The Straits Times
2 November 2015
While the English language retains its paramount importance as a compulsory first-language subject in all national schools, English literature education occupies a more marginalised position.
As the nation celebrates its 50th birthday, one key question to ask is: Will literature education have a significant public role in Singapore society in future?
Looking ahead, such a question calls for a renewed vision of literature education, one centred on the ideals of a cosmopolitan approach that can equip students with the sensitivities and dispositions for a globalised age. Cosmopolitanism stems from the Greek term denoting citizen of the world.
Therefore, a cosmopolitan literature education attunes students to what it means to live, in relation to others in the world.
Its main aim is for students to be exposed to, as well as to empathise and engage with, multiple and marginalised others in the world.
This does not mean that literature education should be utilised for didactic moral training. Instead, literature education provides a platform for critical discussions about what it means to live the good life, which is the just life, the meaningful life, and the ethical life.
Ethics was a significant aspect of education during the time of ancient Greece and China, with philosophers such as Aristotle, Plato, Socrates and Confucius calling us to contemplate such essential questions about human existence and purpose.
The interest in virtue ethics contributed by key philosophers of the late 20th century has led to a shift away from the self's preoccupation with living a moral life to the question of how the self can be attentive to and responsible for others in the world, particularly those who are victimised, marginalised and oppressed.
In practice, a cosmopolitan literature education continues to emphasise equipping students with skills that enable them to critically appreciate and interrogate language.
However, it perceives language not merely as a means for effective communication of meaning, but as a means to understand others.
In this sense, it is committed to developing a critical and hospitable imagination.
One of the most common questions asked in the literature classroom is "What are your feelings towards xyz character in the story?"
Such questions tap into the affect, the sense of connectedness to another by sensitising students to other realities and by encouraging empathy towards others who are different.
Similarly, a question like "Whose point of view are we getting here?" primes students to consider voices that have been silenced.
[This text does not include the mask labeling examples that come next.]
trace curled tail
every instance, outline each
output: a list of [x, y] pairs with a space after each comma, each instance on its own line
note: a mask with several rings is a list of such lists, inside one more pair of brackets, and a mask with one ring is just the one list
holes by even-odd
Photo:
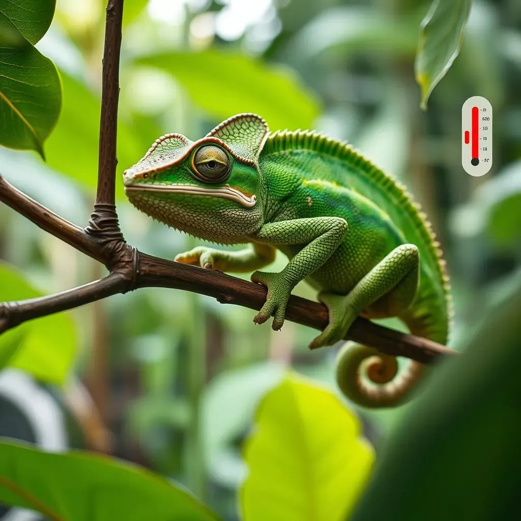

There must be a more concerted effort to invest in literature education's capacity to interrogate and expand the imagination.
As Columbia University's Professor Gayatri Spivak has argued, one fundamental role of aesthetic education is to test the limits of the imagination's capacity to perceive otherness.
This can be encouraged in three ways. The first is by developing the classroom as an inclusive space that encourages students to read literary texts (including translated texts) from diverse cultures, so that they can compare issues from different cultural perspectives.
The second is by deliberately introducing contemporary literary texts (even if alongside canonical ones) that allow students to engage with global issues, such as terrorism, modern-day slavery and environmental degradation. The third is by providing opportunities for democratic participation in the classroom.
The open-ended nature of aesthetic language facilitates engagement with literary texts through inquiry, debate and dialogue.
The push for a cosmopolitan literature education, as well as any other effort to strengthen arts education in Singapore, should be considered alongside the goal of the nation's wider culture policies to be a global city for the arts.
The prevailing view is that cultural development is best thought of in ecological terms in order for policy to be most effective operationally. Indeed the discourse of ecology and ecosystem now pervades much contemporary discussion of arts and culture policy in many parts of the developed world.
An arts and cultural ecosystem suggests an organic whole of many interrelated and interdependent parts. In literary terms then, in order to promote a flourishing and sustainable literary culture, we would need to do more than just "grow" writers.
Writers cannot be thought of separately from readers, editors, literary agents, librarians, publishers and literature teachers.
All these players should be intensively interlinked and codependent in many ways. Stepping back to take a wider view of a larger whole, it is clear that literature education in schools has a vital role to play as the breeding ground for readers and audiences, as well as other members of the literary and cultural ecosystem.
It is key to the continued development of the cultural and creative industries to ensure that standards of excellence are continually pushed by the larger reading public. Indeed, the potential in Singapore for literature education to enhance students' imagination and allow them creative expression has not been fully exploited.
We need to adopt a coherent and integrated approach to encourage more students to study literature, with school educators working alongside the arts community, and the Ministry of Education alongside the National Arts Council.
With literature education policy as well as arts and culture policy working in tandem and moving in the same direction, we can foster a conducive environment for a thriving, vibrant arts and literature ecosystem.
The authors teach and research literature education at the National Institute of Education.
This paper is a condensed version of a paper presented at the Institute of Policy Studies round table on literature education.